Nearly 700,000 people's DNA has just revealed why anxiety affects us so differently—and researchers at King's College London have uncovered 74 genetic locations linked to anxiety symptoms, with 39 of them never before identified. This latest genome-wide association study, published in Nature Human Behaviour, represents the largest genetic investigation into anxiety to date, offering hope that we're finally closing a major gap in mental health science.
Anxiety disorders remain the most prevalent mental health conditions worldwide, and their prevalence is rising, particularly among young adults. Yet despite the enormous public health burden, understanding the genetic foundations of anxiety has lagged significantly behind research into other major mental health conditions. The new study changes that by taking a subtler approach: rather than sorting people into a simple yes-or-no clinical diagnosis, researchers linked genetic data to the actual severity of anxiety symptoms.

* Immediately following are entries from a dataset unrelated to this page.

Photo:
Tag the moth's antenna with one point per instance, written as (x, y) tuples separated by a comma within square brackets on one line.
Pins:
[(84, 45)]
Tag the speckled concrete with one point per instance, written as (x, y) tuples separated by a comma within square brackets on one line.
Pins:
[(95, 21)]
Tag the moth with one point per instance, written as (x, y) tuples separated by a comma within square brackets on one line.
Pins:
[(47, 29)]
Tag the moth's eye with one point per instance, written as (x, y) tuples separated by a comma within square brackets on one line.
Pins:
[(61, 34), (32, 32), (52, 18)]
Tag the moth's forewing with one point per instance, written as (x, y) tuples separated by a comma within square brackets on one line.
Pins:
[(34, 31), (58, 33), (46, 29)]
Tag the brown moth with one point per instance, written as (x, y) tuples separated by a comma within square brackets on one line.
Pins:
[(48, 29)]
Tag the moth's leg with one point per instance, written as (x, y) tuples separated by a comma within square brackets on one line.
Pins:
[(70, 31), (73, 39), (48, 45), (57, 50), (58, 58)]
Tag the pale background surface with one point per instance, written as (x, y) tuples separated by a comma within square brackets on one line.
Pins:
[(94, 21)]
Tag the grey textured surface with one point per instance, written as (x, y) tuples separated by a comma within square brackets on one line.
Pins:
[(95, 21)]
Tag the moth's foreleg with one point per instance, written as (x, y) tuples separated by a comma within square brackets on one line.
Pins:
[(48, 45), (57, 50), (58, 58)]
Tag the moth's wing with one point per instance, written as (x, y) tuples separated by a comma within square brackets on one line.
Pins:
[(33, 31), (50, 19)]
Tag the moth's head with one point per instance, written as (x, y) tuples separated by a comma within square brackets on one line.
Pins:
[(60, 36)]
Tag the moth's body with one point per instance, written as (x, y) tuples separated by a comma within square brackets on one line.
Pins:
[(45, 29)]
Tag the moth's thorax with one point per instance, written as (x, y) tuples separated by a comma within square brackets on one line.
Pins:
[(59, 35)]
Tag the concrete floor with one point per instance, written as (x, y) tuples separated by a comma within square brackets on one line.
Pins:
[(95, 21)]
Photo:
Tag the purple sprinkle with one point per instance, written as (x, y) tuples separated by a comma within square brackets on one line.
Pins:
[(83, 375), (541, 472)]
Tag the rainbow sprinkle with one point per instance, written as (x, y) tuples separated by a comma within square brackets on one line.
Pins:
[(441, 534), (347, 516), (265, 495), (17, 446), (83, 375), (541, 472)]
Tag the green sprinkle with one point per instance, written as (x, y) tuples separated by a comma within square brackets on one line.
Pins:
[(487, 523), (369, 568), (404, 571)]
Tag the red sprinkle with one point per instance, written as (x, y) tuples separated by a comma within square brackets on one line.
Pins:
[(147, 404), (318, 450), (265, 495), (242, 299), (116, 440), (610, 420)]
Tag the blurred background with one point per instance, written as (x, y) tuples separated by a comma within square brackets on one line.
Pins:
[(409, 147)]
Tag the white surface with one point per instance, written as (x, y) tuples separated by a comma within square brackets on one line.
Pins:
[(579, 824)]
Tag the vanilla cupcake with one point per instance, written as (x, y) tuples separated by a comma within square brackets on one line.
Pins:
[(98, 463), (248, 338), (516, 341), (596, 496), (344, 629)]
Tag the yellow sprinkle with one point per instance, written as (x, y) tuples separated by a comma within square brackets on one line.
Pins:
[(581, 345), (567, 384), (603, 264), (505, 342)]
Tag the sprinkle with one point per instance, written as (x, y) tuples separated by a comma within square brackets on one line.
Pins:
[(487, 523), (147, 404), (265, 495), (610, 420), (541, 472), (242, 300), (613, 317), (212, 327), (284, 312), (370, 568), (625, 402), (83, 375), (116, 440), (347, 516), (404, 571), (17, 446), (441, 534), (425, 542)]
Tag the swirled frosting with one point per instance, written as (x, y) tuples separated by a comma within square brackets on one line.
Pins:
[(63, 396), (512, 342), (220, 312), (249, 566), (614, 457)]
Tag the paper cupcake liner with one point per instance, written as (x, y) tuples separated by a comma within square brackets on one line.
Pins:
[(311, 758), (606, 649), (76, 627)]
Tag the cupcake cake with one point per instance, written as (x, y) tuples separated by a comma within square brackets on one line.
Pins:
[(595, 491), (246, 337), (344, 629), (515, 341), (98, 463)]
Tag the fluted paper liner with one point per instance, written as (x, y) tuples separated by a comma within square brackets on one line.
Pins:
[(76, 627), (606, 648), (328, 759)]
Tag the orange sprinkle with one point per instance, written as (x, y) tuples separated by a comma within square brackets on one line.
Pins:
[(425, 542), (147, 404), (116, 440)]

This reveals how anxiety exists on a biological spectrum, ranging from normal, protective stress responses to debilitating disorder—a nuance that better reflects how anxiety actually appears in the real world.
The research team, led by Professor Thalia Eley at King's College London's Institute of Psychiatry, Psychology & Neuroscience, analyzed genetic differences across 693,869 people of European ancestry. The breakthrough included strong evidence for the role of specific genes like PCLO and SORCS3 in anxiety risk. Many of the genes implicated in the study are particularly active in brain tissue and are involved in how nerve cells communicate with each other—pointing toward biological pathways that may influence how our brains respond to threat and uncertainty.
Yet the findings come with a crucial humility. Common genetic variation explains only around 6% of the differences in anxiety symptom severity between people, leaving the majority of the picture shaped by environmental influences, life experiences, and the complex ways genes interact with our circumstances. This reality matters deeply: someone with high genetic risk may never develop anxiety if their environment supports them, while someone with low genetic risk could develop it under sufficient stress. The rising anxiety rates across populations point unmistakably to environmental factors, since genetics don't shift significantly across generations.
Dr. Megan Skelton, first author of the study, emphasized this interconnection. "Genetics interplay with life experiences, social contexts and psychological factors to shape individual risk," she explained, highlighting that reducing anxiety population-wide will require addressing environmental factors alongside biological insights. Understanding genetic risk, however, offers a practical path forward: it could help identify people who are particularly sensitive to environmental influences, enabling more targeted and effective prevention and treatment strategies.
The researchers also calculated polygenic risk scores—summaries of each individual's genetic vulnerability—across different population groups. These scores explained between 1.2% and 2.9% of variance in anxiety severity, providing some support for shared genetic influences across European, African, and South Asian populations. Yet the results also underscored an important limitation: ancestry-specific research remains essential, as different populations carry distinct genetic patterns. As large-scale research expands globally, the hope is that this work will spark a new generation of anxiety genetics studies, ultimately enabling us to support people more effectively by addressing both the biological and environmental dimensions of their risk.